Jonić joined the Yugoslav National Movement (Zbor) before the war. The Zbor, established in 1935, was presided by right-wing politician Dimitrije Ljotić, who had connections to the royal court and served a short stint as Minister of Justice in 1931. Jonić served as its secretary-general. The party was declared illegal upon establishment, since virtually all political parties in Yugoslavia had been banned since the declaration of King Alexander's dictatorship in 1929. After a petition by Jonić and attorney Milan Aćimović, the Ministry of the Interior eventually conceded and recognized Zbor as an official political party. The organization received German financial aid. It had limited support stemming from the fact that radical right-wing sentiment was not strong amongst the Serbian population, due to associating it with Germany. Being extremely anti-German, the majority of ethnic Serbs rejected fascist and Nazi ideas outright.

==World War II==
Jonić was appointed Commissioner of Education within the Commissioner Government on 10 July. With his encouragement, 545 prominent Serbs signed the Appeal to the Serbian Nation on 13 August and called for collaboration with Germany. On 29 August, the Germans put Milan Nedić in charge of the Serbian puppet administration. Jonić became Minister of Education on 7 October, having replaced Miloš Trivunac. As Minister of Education, he was given jurisdiction over the Serbian Orthodox Church. He attempted to win the church over to collaboration with the Germans, with little success. He was the chief editor of the weekly Srpski narod (1943–44).

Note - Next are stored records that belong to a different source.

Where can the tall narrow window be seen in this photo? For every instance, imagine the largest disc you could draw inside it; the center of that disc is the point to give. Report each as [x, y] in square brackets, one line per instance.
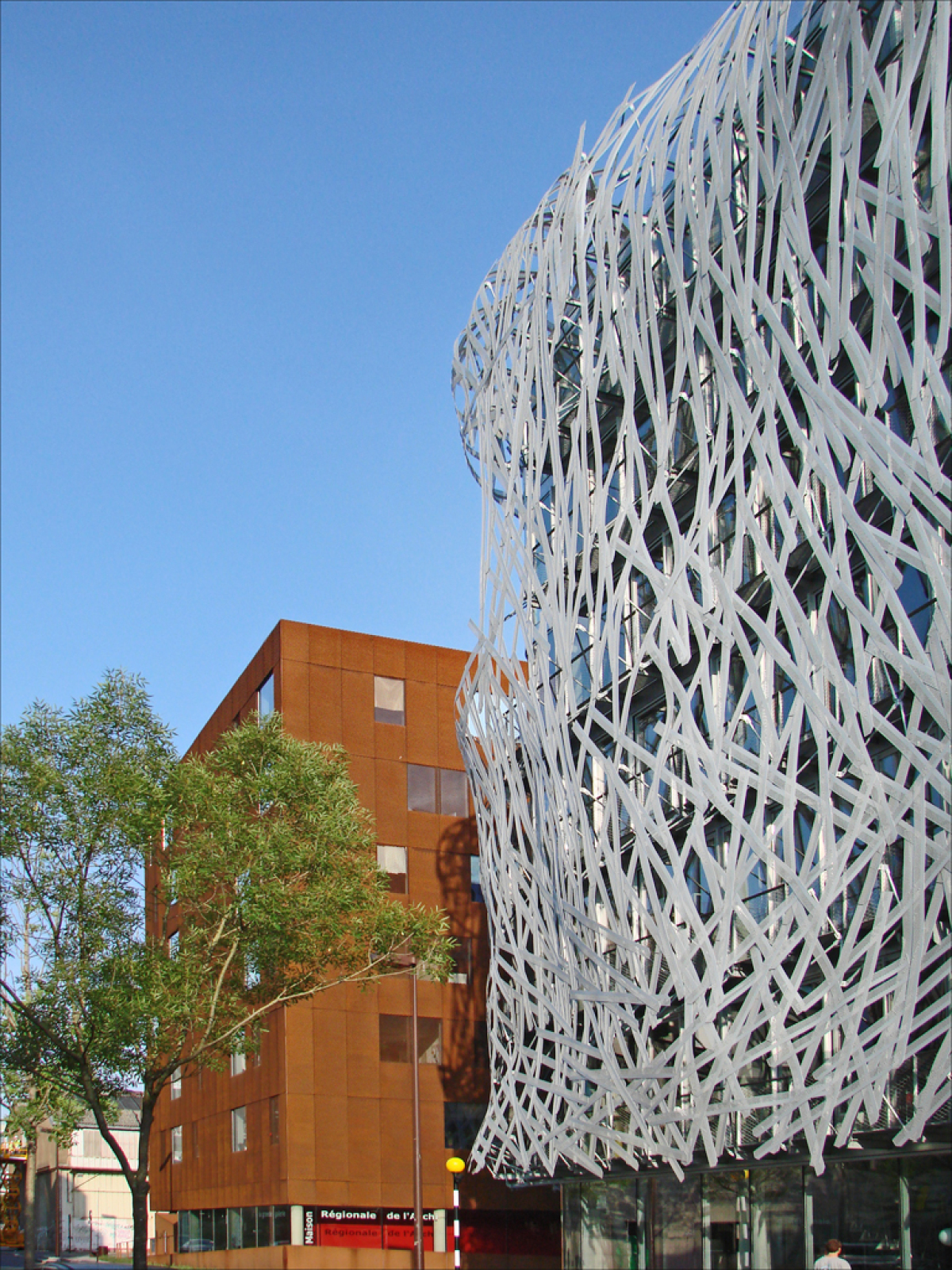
[266, 698]
[475, 880]
[239, 1130]
[393, 861]
[389, 700]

On 28 August 1944, Nedić appointed Jonić to manage the evacuation of the Serbian puppet government to Germany. Jonić suggested that the 5,000 Serbian intellectuals who had expressed support for the German occupation be hidden in Serbian Orthodox monasteries or transferred to Germany along with the government ministers. The Government of National Salvation stopped operating on 3 October, when the Soviet Red Army entered Belgrade and handed power over to the Yugoslav Partisans. Jonić fled Yugoslavia towards the end of the war. He and other exiled members of the Serbian puppet government met with Serbian Patriarch Gavrilo V and Bishop Nikolaj Velimirović in Vienna in December 1944. After the war, Jonić was accused of collaborating with the Germans and was tried in Belgrade together with Draža Mihailović. He was found guilty of collaboration and executed in Belgrade on 17 July 1946.